I've had my 3GS for around a week and have been using the iOS 4 for a day now, but I don't really like the multitasking feature because now you have to go through a lot of hassle just to close an app down.
My thought was that Apple should simply implement a small red cross on a corner, that pops up along with the task bar when double clicking on the Home button. That way you could chose to either close the application or just shift to another.

It this completely far our and why didn't Apple implement something similar? Perhaps I overlooked another easy way to close your apps than what I'm currently doing: Clicking Home, then double clicking Home then tap and hold and then taping the little cross?
 
Hi there, I'm new so apologies if I'm posting the wrong place.

I've had my 3GS for around a week and have been using the iOS 4 for a day now, but I don't really like the multitasking feature because now you have to go through a lot of hassle just to close an app down.
My thought was that Apple should simply implement a small red cross on a corner, that pops up along with the task bar when double clicking on the Home button. That way you could chose to either close the application or just shift to another.

It this completely far our and why didn't Apple implement something similar? Perhaps I overlooked another easy way to close your apps than what I'm currently doing: Clicking Home, then double clicking Home then tap and hold and then taping the little cross?
once you close out it is closed. If its playing audio just pause the audio and close it down. No bid deal
 
The whole point of the way Apple have implemented this is so you don't need to bother managing apps. Let the system manage it as intended.

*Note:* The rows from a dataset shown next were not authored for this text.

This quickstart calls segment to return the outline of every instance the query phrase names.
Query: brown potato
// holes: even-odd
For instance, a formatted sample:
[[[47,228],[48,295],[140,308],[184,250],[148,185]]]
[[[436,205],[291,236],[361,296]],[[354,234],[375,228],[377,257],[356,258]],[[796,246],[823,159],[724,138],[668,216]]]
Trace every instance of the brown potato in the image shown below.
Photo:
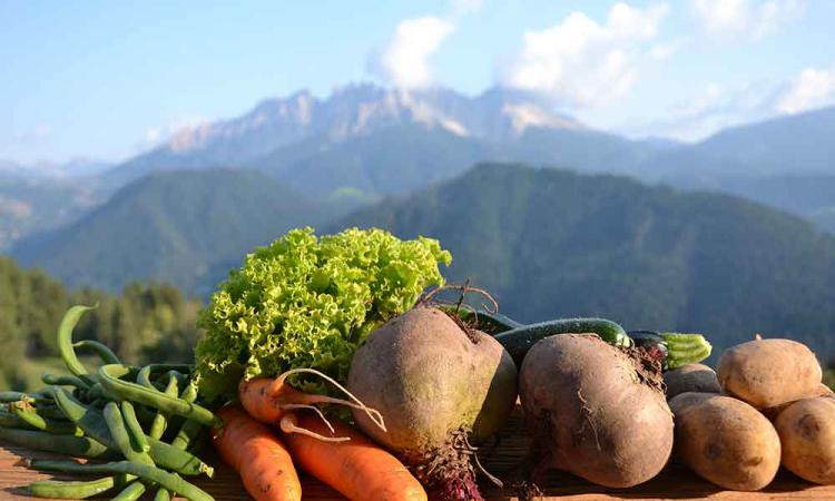
[[[780,441],[756,409],[730,396],[682,393],[670,401],[674,451],[699,477],[737,491],[768,485],[780,464]]]
[[[756,340],[730,347],[716,373],[725,392],[757,409],[816,396],[823,379],[815,354],[792,340]]]
[[[680,393],[721,393],[719,380],[713,369],[705,364],[687,364],[664,373],[667,400]]]
[[[783,465],[816,483],[835,483],[835,399],[797,401],[774,422],[783,444]]]
[[[597,335],[537,342],[519,372],[519,396],[541,470],[627,488],[669,460],[672,414],[661,375]]]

You're not th first person on here to mention this; seriously people, there is no need to "kill" your apps.

When you switch apps or press the home button, apps are placed in a suspended state (or use one of the multitasking APIs to run voip, location or audio services in the background). If they have been recompiled using the latest SDK, they will resume exactly where you left off. Think of the task tray as nothing more than a means of fast switching between recent apps.
 
Okay, cool. I guess I'll just not bother with killing apps then - hoping it won't hurt battery life too badly.
Thx for the feedback.
 
They will be suspended although the system may kill the least recently used apps to free memory if needed.

Awesome. Thank you to both of you for the response. I just changed from Nokia N95 and it takes a bit to getting used to the iOS system.